My config was taken from here. With this I can connect from localhost (lynx shows transmision page), but from any remote host I still get 403 error. Could some one please help?

----------

## slackline

When you say you get errors connecting from a remote host what do you mean?

Is it from another computer on your home network, or is it from another computer (e.g. work) trying to connect to your transmission page?

In both instances you need to get the URL correct.

If the later then the first port of call would be to check that you have port-forwarding on your router set up to forward the appropriate port (usually 9091 and this appears to be what you have it set to in your config) going to the correct computer.

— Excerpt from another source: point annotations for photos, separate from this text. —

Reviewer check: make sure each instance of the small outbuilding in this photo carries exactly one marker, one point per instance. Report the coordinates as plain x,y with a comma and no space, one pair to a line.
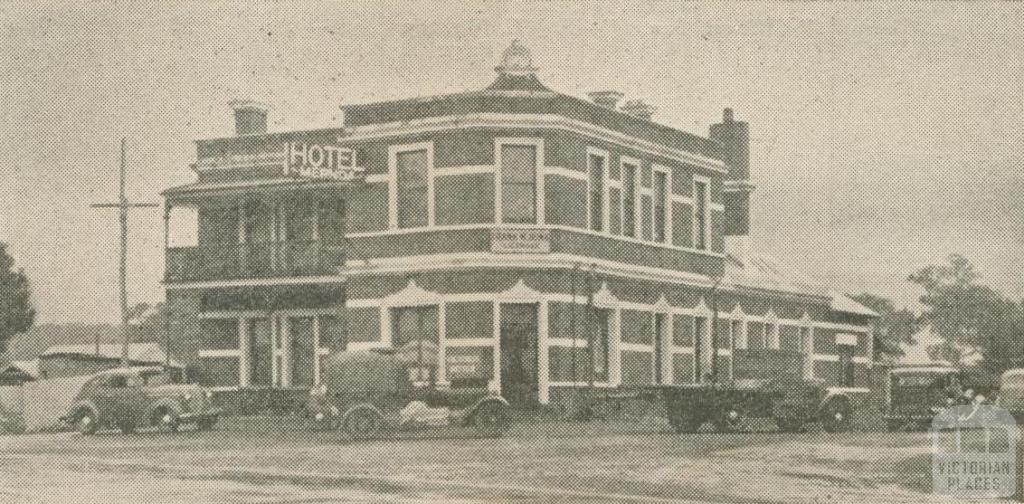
78,360
19,372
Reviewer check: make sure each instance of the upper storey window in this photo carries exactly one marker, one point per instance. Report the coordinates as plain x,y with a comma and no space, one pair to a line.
596,191
412,187
660,204
629,200
518,191
700,214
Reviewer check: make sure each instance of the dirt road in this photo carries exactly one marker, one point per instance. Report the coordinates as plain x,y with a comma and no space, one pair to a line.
271,462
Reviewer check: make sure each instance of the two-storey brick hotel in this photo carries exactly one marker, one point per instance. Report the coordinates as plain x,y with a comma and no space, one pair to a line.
512,237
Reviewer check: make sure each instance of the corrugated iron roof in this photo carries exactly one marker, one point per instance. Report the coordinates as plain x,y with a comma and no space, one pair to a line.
762,271
141,352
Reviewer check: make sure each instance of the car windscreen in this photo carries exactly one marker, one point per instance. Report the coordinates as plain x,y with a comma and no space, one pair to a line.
918,380
156,378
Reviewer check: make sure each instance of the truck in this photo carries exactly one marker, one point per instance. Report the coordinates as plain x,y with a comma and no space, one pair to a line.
771,387
368,392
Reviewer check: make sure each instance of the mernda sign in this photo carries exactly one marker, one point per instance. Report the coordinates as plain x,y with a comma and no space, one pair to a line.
320,161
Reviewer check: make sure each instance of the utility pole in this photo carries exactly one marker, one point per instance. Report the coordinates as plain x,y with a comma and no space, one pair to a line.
123,205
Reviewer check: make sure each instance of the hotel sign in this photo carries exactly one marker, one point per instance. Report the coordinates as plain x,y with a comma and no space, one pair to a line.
321,161
520,241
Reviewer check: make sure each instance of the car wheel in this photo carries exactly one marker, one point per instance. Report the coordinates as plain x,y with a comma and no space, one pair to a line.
85,423
207,423
790,424
166,419
491,419
363,423
727,420
836,417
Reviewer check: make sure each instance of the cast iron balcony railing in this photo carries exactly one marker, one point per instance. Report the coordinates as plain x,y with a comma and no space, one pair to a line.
252,260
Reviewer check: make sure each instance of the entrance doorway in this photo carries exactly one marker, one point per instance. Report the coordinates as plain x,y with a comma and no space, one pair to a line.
518,353
260,352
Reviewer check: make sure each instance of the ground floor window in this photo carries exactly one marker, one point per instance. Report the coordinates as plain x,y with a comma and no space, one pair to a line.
260,352
846,367
659,335
302,350
599,343
414,335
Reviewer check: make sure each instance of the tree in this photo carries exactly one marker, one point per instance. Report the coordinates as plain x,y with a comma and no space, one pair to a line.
16,313
891,328
970,318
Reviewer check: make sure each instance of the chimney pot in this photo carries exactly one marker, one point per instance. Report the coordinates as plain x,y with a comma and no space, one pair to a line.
607,99
250,117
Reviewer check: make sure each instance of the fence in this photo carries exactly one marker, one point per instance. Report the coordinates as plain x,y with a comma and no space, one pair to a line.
44,402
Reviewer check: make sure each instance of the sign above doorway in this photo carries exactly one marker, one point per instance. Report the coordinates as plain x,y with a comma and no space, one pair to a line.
520,241
321,161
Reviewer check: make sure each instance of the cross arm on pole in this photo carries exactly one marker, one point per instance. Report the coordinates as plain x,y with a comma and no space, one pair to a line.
126,205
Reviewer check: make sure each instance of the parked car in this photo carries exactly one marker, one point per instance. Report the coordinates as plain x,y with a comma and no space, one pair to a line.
127,399
916,394
771,386
1012,393
792,403
369,391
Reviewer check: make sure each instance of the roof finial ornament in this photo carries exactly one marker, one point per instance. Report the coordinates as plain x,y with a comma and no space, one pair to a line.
516,60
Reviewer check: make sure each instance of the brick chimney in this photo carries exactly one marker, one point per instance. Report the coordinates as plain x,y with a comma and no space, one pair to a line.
735,139
607,99
639,109
250,117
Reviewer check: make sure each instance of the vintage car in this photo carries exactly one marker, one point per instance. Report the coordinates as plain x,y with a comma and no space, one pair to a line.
365,392
130,397
1012,393
768,384
918,393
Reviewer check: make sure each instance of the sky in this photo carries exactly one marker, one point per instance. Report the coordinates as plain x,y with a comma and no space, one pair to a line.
885,135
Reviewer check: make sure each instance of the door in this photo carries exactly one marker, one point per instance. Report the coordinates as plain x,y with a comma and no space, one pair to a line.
518,353
302,351
260,352
706,353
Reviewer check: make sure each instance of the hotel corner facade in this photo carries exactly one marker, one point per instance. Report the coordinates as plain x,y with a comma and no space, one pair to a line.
529,241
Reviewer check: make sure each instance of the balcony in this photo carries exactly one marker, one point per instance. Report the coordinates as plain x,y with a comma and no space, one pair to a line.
253,260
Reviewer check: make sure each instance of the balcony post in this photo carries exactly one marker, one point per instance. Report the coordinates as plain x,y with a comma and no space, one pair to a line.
167,224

Further clarification of "some problems" will aid in troubleshooting (good start with all the config files though).

slack

----------

## alatar

I am trying to connect from another host over internet (with public IP 195.88.73.22), and get 403 error. I'm using the correct IP with port specified (9091) and able to connect, but always receive 403 but not the transmission page  :Smile: . Is there a way to allow all IPs for testing?

----------

## slackline

I'm not sure really as I run transmission under SlugOS running on my NSLU2, and I use the configuration files ~/.config/transmission-daemon/* which is referenced in the init script

Before shifting transmission to this unit I used to run it under Gentoo and I do remember being subscribed to a bug where there was a lot of discussion about the /etc/conf.d/transmission and /etc/init.d/transmission files.  I've had a quick search but can't find the exact one as there are quite a few.

It looks like you've used the following line to allow permission from your remote host...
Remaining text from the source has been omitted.